When the bishop asked John his name,
John replied that a child he had helped had called him “John of God”.
The bishop declared that was what he should be called.
John’s holiness and generosity proved infectious.
Wealthy men and women of the area began to finance his work,
although he tended to give away more than he had, and was constantly in debt.
Some of those he helped stayed on to work with him and others joined him
(the order of Brothers Hospitallers of St. John of God
formed after his death from this nucleus of his helpers).
He was not without enemies, though.
Some accused him of encouraging ne’er-do-wells in their ways and harboring bad influences.
Indeed, many of his patients were quarrelsome and greedy,
turning on John with ridicule and accusation.
John took it all in good humor, as payment for his past, dissolute life.
When one woman was particularly abusive, charging him with all sorts of crimes in his past life,
he gave her two coins, telling her to go out into the street
and proclaim what she’d said to him in private.
When the archbishop asked John to account for reports of bad characters in his institution,
John fell on his knees and replied,
“The Son of Man came for sinners, and we are bound to seek their conversion.
I am unfaithful to my vocation because I neglect this,
but I confess that I know of no bad person in my hospital except myself alone,
who am indeed unworthy to eat the bread of the poor”
In addition to his daily aid to the poor and sick, John rose to the occasion in emergencies.
One day the Royal Hospital (where John had been confined as a madman)
caught on fire, and the townspeople were utterly unable to control the blaze.
The entrances were blocked by fire,
and the sick who were able to move crowded at the windows, pleading for help.
Nobody dared enter the building except John, who rushed in through the flames and rescued the sick,
then saved mattresses, blankets and other valuables by throwing them out the windows.

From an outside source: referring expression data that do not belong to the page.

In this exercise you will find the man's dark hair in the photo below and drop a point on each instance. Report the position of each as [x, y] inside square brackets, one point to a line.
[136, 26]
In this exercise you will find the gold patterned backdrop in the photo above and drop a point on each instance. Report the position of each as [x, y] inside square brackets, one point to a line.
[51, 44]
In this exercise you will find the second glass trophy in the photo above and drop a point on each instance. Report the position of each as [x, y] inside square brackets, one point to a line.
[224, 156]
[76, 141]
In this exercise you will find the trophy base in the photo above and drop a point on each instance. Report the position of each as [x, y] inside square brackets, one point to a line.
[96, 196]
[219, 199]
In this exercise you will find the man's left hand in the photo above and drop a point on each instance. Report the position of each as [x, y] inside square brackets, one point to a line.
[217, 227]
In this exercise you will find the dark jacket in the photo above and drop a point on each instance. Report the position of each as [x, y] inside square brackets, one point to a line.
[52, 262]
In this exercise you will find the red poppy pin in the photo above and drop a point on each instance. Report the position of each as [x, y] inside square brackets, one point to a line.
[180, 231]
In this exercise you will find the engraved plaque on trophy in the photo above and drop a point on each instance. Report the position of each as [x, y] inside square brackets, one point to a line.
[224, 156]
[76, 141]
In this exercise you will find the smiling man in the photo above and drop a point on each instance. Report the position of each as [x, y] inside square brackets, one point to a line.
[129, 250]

For fifteen minutes he disappeared between two walls of flame and clouds of choking smoke.
Everyone thought he’d perished.
But then he sprang from the flames, unharmed except for singed eyebrows
(yes, he is a patron of firefighters, among other things!).

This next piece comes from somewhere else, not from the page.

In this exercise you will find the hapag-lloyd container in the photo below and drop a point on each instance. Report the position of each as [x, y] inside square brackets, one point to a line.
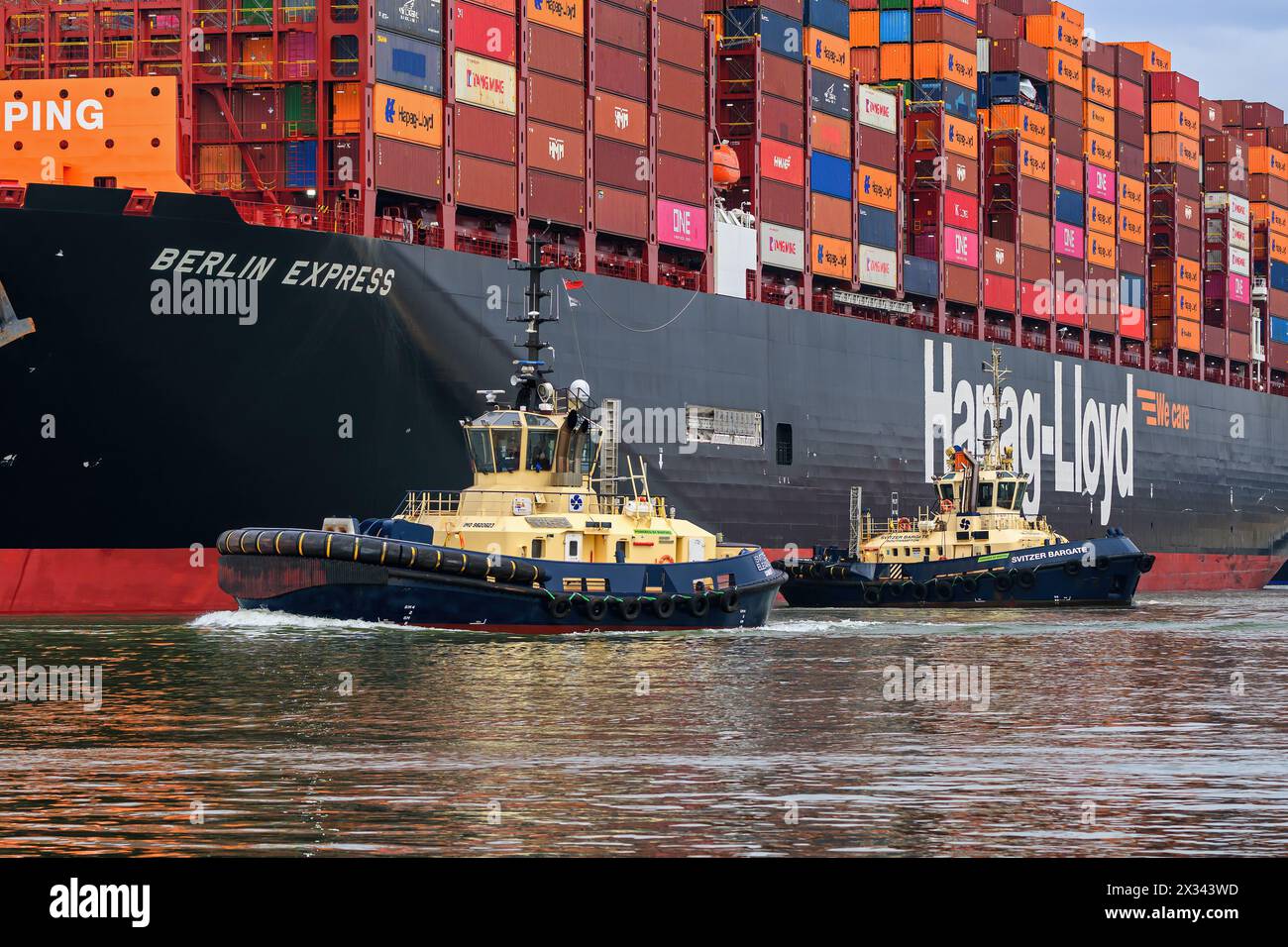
[782, 247]
[682, 224]
[877, 266]
[961, 248]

John of God combined a life of deep prayer with his life of tireless action
(his motto was: “Labor without stopping. Do all the good works you can while you still have the time”).
In his later years, as he prayed before a crucifix,
he had a vision of his Lord, Jesus Christ, Our Lady, and St. John.
Our Lady stepped forward from the group with a crown of thorns in her hand,
and pressed it hard upon his head.
“John,” she said, “it is by thorns and sufferings
that you must win the crown my Son has waiting for you in Heaven.”
John felt the thorns piercing his very brain;
still he could only reply:
“From your hand, Lady, thorns and sufferings are welcome;
they are my flowers and my roses”
John’s final mission of mercy cost him his life.
He was at the riverside during a flood, trying to save some of the possessions of the poor,
when one of his companions fell in the water.
John, already in poor health, jumped in to save him and caught pneumonia.
Crowds gathered to tend him, but after the bishop had given him the last sacraments,
he asked for some time alone.
His nurses found him kneeling, his head resting on the feet of the crucifix,
his soul in glory.
It was his 55th birthday, March 8, 1555.
St. John of God, model of repentance, humility and generous service, please pray for us.